I was pastor of the Sylvan Hills Baptist Church in southwest Atlanta. The church was one of the leading churches in the Atlanta area. And the congregation wanted it to continue to be so. In fact, they wanted to be even larger and greater than it was. I was in agreement with that mission. But during my pastorate, all southwest Atlanta experienced changed. A lot of members and leaders moved to other areas. And the church soon ceased to be a church of southwest Atlanta and returned to be a church of the small community of Sylvan Hills. This was unacceptable to some members. They could not give up their suburban, big church dream. But I felt the Lord leading me to refocus the church. Our mission now was to develop ministries to people of the community. They had needs.

Their families had needs. Their children had needs. The community was still an Anglo community as the church was. But the newcomers had different church backgrounds. Many would never attend our church. Most would never join our church. Nevertheless, we would minister, and we would witness. If some did join our church, we would welcome them and rejoice. But if they did not, we would still minister to them the grace and love of Jesus Christ. So we became a ministering congregation. This became very meaningful to those members who shared in that ministry. But some of the members could not agree to what we were doing. They were vocal. And they made my life difficult. I even began to wonder if I had really understood the Lord's direction. One Friday during that traumatic time I went to a room away from the church office where I prepared my Sunday sermons. Nothing unusual about that. I did that every Friday. But this Friday, when I sat down at my desk, I felt an unusual presence of Christ. I wondered what this meant. And the words that came to me were those Jesus spoke in the gospel that said: "In such an hour as you think not the Son of Man comes" (Matthew 24:44). I thought, "What does that mean? That scripture refers to the return of Christ.

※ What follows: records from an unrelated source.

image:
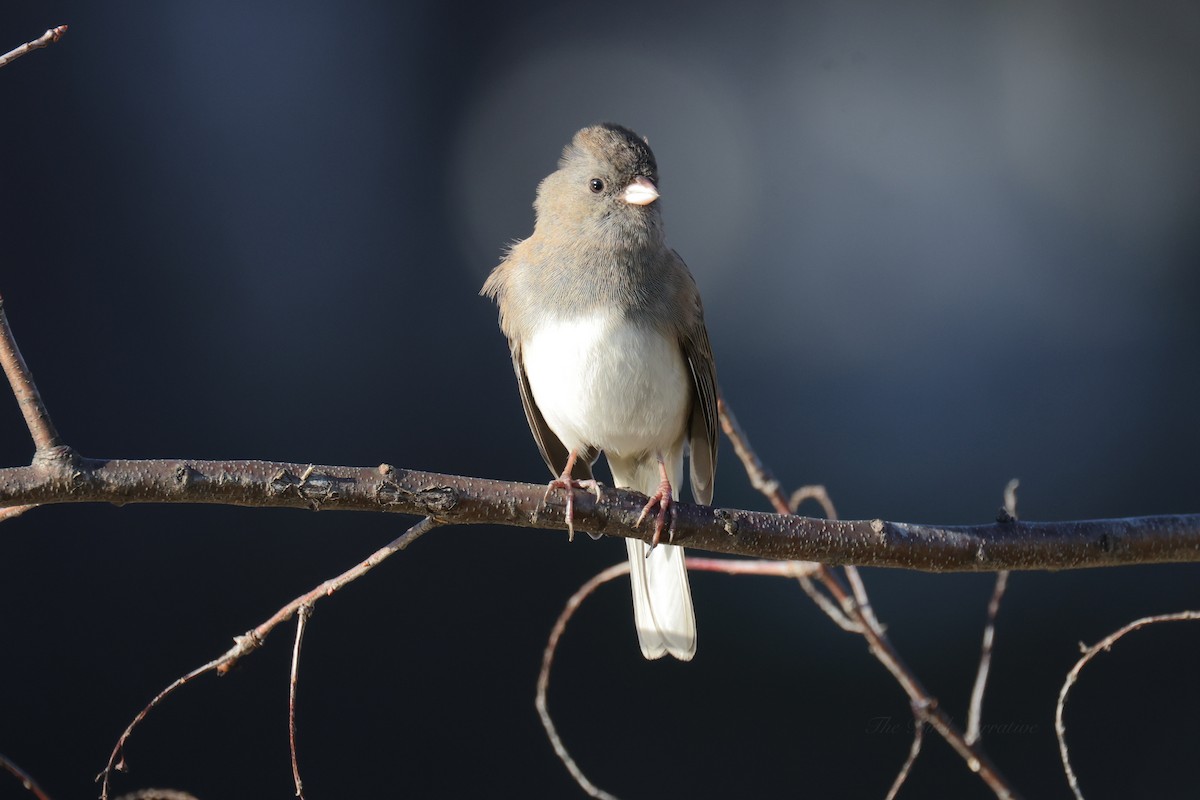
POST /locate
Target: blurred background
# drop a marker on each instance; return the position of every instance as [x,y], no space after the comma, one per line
[940,246]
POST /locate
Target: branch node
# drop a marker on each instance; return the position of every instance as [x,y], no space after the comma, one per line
[727,521]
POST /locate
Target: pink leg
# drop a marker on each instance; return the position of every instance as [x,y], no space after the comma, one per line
[664,501]
[565,481]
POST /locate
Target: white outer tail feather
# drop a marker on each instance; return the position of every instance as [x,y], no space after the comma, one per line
[663,612]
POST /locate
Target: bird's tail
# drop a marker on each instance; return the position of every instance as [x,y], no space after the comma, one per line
[663,611]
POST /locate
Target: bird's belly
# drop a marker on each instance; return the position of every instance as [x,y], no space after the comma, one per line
[603,382]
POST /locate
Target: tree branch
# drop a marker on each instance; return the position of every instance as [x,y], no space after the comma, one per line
[61,476]
[48,37]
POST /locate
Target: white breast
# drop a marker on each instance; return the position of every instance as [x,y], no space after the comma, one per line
[601,382]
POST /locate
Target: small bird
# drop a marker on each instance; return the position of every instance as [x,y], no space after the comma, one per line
[611,355]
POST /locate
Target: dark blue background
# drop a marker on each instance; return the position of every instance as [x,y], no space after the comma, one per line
[940,246]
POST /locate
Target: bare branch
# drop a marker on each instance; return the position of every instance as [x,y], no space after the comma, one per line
[547,661]
[48,37]
[1073,675]
[303,615]
[857,612]
[12,512]
[975,713]
[253,638]
[918,738]
[23,776]
[22,379]
[455,499]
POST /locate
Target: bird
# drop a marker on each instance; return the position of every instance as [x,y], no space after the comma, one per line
[606,330]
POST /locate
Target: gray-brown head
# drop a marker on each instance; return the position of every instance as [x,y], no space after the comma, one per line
[606,184]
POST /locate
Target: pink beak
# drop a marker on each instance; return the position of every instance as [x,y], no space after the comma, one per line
[641,192]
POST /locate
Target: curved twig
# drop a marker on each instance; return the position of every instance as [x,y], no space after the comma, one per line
[253,638]
[1073,675]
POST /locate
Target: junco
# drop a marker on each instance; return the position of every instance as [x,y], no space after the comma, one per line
[611,355]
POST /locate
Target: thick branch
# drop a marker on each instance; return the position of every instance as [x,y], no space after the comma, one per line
[1009,545]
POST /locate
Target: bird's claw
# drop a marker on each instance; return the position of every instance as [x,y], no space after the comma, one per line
[663,499]
[569,485]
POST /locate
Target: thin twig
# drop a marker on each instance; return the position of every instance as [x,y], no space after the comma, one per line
[726,566]
[857,608]
[12,512]
[547,661]
[48,37]
[303,615]
[24,777]
[22,379]
[253,638]
[918,738]
[1073,675]
[975,713]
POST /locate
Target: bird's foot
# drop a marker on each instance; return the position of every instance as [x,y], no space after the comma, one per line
[663,499]
[569,485]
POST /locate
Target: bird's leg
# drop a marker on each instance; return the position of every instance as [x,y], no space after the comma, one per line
[569,483]
[664,501]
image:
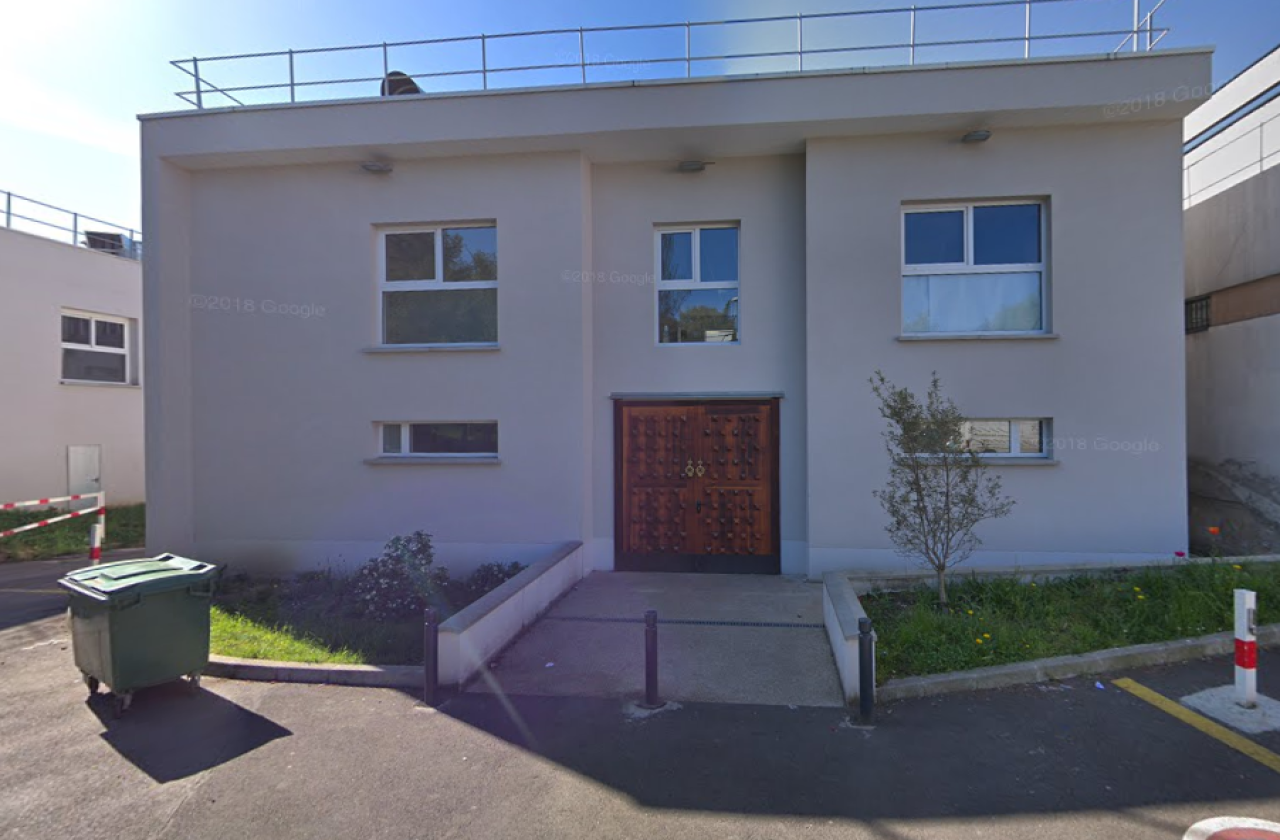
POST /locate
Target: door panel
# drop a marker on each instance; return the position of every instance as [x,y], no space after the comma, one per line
[696,485]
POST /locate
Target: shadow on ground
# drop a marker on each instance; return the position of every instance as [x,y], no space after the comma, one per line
[1040,749]
[176,730]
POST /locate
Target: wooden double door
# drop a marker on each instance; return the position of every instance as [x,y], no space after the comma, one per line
[696,485]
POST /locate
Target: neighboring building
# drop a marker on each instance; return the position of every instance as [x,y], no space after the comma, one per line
[515,318]
[1233,311]
[72,369]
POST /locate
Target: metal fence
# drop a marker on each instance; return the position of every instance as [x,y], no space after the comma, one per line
[67,226]
[584,55]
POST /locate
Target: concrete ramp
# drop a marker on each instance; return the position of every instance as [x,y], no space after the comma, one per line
[721,638]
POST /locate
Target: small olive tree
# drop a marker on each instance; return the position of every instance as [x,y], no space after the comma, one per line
[938,488]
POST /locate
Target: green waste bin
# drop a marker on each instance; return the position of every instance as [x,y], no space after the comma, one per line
[140,622]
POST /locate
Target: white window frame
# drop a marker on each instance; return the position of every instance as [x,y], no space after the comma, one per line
[693,284]
[405,439]
[1015,452]
[426,286]
[99,348]
[969,266]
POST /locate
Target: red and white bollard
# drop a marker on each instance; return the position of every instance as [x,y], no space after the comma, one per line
[1246,648]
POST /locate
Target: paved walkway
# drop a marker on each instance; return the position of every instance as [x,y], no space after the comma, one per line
[721,638]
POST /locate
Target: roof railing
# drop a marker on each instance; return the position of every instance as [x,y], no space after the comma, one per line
[575,62]
[67,226]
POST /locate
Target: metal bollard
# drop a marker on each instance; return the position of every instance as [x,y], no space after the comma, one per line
[650,660]
[430,656]
[865,672]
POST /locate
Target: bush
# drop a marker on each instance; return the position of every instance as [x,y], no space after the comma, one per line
[401,581]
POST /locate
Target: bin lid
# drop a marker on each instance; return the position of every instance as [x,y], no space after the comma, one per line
[138,576]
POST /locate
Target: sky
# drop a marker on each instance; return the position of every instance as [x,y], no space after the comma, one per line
[74,73]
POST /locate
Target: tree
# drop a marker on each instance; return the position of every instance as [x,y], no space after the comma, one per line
[938,488]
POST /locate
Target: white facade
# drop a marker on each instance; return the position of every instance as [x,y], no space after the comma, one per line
[268,378]
[1233,265]
[60,432]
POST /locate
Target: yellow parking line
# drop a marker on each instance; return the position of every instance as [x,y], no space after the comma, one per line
[1217,731]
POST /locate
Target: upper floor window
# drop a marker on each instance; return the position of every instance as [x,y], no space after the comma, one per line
[974,268]
[696,284]
[439,284]
[95,347]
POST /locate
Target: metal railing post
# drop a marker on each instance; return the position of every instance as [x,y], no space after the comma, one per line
[865,672]
[913,35]
[430,657]
[650,660]
[195,71]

What does that have to do with me and with this experience with the Lord now? Then I remember that the word translated the Son of man "comes" really means "presence." Then it struck me. That is exactly what happened. I wasn't thinking about an immediate presence of the Christ with me. I was concentrating on what I was going to preach on Sunday. But in such an hour as I thought not, the Son of Man came to me in His presence. What that said to me was that the Lord was saying to me, "Stop doubting. You have not misunderstood me. How you are leading the church is precisely what I want you do. I know it's difficult. But I am with you."

Conclusion

Years after I left that pastorate, I was conducting a funeral of one of the members. After the burial, one of the men who been a deacon in those days, simply said to me, "You were right" - exactly what the Lord said to me on that Friday morning years before. What happened was that the Word God as Spirit who lives within me lifted a verse of the Word of God as scripture out of its context and original meaning and used those same words to speak a current, personal, powerful, encouraging word of God to me. That same experience is available to us all. For the hymn is right: "The word of God is alive; it lives in the world today; correcting, consoling, connecting mankind, The Word of God is alive."